Генри ничего не ответил и продолжал молча жевать. Окончив есть, он выпил кофе и, обтерев рот тыльной стороной руки, сказал:

– Значит, ты думаешь…

Протяжный, зловещий крик, раздавшийся откуда-то из темноты, прервал его.

Он замолчал, прислушался и, указывая рукой в сторону, откуда донесся вой, закончил:

– Что, это был один из них?

Билл кивнул головой.

– Черт возьми! Я не могу представить себе ничего другого. Ты и сам видел, как взволновались собаки.

Вой и ответный вой прорезали тишину, превращая безмолвие в сумасшедший дом. Звуки слышались со всех сторон, и собаки, в страхе прижимаясь друг к дружке, так близко подошли к огню, что на них начала тлеть шерсть.

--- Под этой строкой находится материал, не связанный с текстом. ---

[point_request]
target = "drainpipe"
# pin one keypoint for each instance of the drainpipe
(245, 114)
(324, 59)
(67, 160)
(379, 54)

Билл подбросил дров в костер и закурил трубку.

– А мне все-таки кажется, что ты немного того… сбрендил, – произнес Генри.

– Генри… – Он медленно затянулся, прежде чем продолжать. – Я думаю о том, насколько он счастливее нас с тобой.

Он ткнул большим пальцем в ящик, на котором они сидели.

– Когда мы умрем, – продолжал он, – это будет счастьем, если найдется достаточно камней, чтобы наши трупы не достались собакам.

– Но ведь у нас нет ни друзей, ни денег, ни многого другого, что было у него, – возразил Генри. – Вряд ли кто-нибудь из нас может рассчитывать на пышные похороны.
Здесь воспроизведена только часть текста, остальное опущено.